It’s been raining nonstop now for the last week, we’re expecting even more rain next week, today is Judgement Day, and I’m alone in the kitchen. While this feels ominous, it also feels sort of right, since everything begins and ends for me in front of my stove; it’s where my life as a writer started, where my life with Susan started, and if D-day were to strike me down where I stood, where I stood would likely be right there, in front of my oven.
I’m supposed to be in Italy right now, but a bunch of physical things conspired to keep me here, including my body’s peculiar response to flying to the other side of the country and back again last week. So, I’m here at home, and that’s fine. But Susan expected me to not be home this weekend, and she promised her 93 year old mother to come for a visit (“and bring the dogs-“), so off she went this morning with Addie and Petey in the backseat of the old Subaru, leaving me alone in the house with the cats. (Subaru, cats, two women. Don’t even say it.)

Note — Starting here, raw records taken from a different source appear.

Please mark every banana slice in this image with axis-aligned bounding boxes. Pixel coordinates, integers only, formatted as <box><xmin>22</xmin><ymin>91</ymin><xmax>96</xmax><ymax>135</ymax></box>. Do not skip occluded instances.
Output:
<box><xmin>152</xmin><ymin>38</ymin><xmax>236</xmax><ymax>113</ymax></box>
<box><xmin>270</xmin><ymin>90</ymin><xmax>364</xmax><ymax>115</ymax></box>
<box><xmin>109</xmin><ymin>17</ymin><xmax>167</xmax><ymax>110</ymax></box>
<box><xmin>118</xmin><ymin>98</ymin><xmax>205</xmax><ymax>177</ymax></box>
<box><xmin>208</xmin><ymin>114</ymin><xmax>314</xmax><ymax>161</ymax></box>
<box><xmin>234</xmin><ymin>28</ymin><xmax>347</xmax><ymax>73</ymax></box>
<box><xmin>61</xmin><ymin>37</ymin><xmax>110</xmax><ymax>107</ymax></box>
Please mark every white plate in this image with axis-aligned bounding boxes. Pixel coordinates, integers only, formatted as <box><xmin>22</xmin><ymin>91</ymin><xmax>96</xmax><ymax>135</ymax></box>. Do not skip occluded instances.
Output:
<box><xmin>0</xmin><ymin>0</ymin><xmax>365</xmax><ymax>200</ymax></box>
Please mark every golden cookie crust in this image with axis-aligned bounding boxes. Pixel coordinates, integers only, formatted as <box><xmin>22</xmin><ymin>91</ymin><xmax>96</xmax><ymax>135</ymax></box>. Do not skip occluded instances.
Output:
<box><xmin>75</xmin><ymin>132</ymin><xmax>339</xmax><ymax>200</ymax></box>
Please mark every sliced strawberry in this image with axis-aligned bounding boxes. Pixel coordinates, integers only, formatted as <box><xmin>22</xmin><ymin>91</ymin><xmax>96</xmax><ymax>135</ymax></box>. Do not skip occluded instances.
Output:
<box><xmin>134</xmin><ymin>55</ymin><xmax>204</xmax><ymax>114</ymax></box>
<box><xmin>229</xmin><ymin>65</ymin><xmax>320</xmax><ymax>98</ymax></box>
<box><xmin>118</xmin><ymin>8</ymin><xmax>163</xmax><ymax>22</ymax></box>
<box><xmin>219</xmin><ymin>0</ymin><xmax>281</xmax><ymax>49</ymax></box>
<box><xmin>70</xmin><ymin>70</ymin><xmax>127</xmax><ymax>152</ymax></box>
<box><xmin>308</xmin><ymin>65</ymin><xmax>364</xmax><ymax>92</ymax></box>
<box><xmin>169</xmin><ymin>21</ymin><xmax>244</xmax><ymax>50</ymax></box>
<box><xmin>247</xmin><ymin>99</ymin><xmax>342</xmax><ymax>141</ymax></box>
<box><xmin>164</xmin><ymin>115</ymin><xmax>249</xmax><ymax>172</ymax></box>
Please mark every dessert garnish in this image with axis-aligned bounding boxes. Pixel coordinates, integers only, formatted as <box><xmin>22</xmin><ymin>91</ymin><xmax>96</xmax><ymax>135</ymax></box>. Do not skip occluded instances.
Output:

This isn’t a big deal: I work from home, and so I’m alone here every single day. Every single goddamned day, to be precise. And every single goddamned day, being alone in the house allows me to not stand on culinary ceremony: yesterday, for lunch, I reheated leftover Cacio e Pepe, got it crispy and pancake-like, and topped it with an egg and more black pepper and a few dashes of Sriracha. Not bad. I’d make it again in a second.
But weekend days are very different, somehow, and the possibilities seem more interesting, and, for me, even bizarre, when I’m alone. Like I would never bake a cake by or for myself. I just wouldn’t. I don’t have a sweet tooth, and so the idea of it is just completely lost on me. It feels sort of brazen, and mildly dangerous. But tonight, I’m going to bake Molly Wizenberg’s Winning Hearts & Minds chocolate cake, just because Susan seriously loves her some chocolate cake, and baking one without her in the house on Judgement Day will make me feel like she’s right here, even though she’s an hour away, napping in her teeny childhood bed under that gigantic crucifix, the dogs snoring on the floor next to her. Baking a chocolate cake for someone else seems to me to be an act of hope that tomorrow will be another day (no matter what the wingnuts think).
I have no idea what I will be making for dinner tonight, though; it might be a couple of soft-shell crabs (because Susan can’t stand having them in the house; they remind her of the bugs they actually are). It might be Rebecca Charles’s salt and pepper shrimp — the ones that Amanda Hesser wrote about in Cooking for Mr. Latte, and that Susan also won’t eat because she has major shell/texture issues (see soft shell crabs, above). It might just be a baked potato. I’m not there yet.
But tomorrow, I’ll be driving up to Susan’s mom’s house early in the day so that we can go to Camp’s, a local plant nursery, and also so we can bring home the 1940s television that Susan inherited from her Aunt Millie. We’re planning on putting it in the bedroom, and placing our small flatscreen tv on top of it: a television on a television. I’ve already been thinking about what to make for an early dinner up there with Susan and her mom: fried chicken. It’s something we absolutely never eat but once a year (maybe). It might be Edna Lewis’s recipe, or Nathalie Dupree’s, or Virginia Willis’s, or Scott Peacock’s. We might eat it with smoky collards, or we might not. It might be cooked in shortening, or in the lard that our butcher, Steve, sells. Because if we manage to survive The End of Days, we might as well go whole hog and do the damned thing right.
But tonight, I’ll be here alone in the kitchen, baking a chocolate cake that I might have only the smallest sliver of. And I’ll go to sleep after a weirdly discomfiting meal — whatever it is I decide to make — and plan to get on the road early, with the chicken packed in a glass container, doing the backstroke in its buttermilk brine, ever hopeful.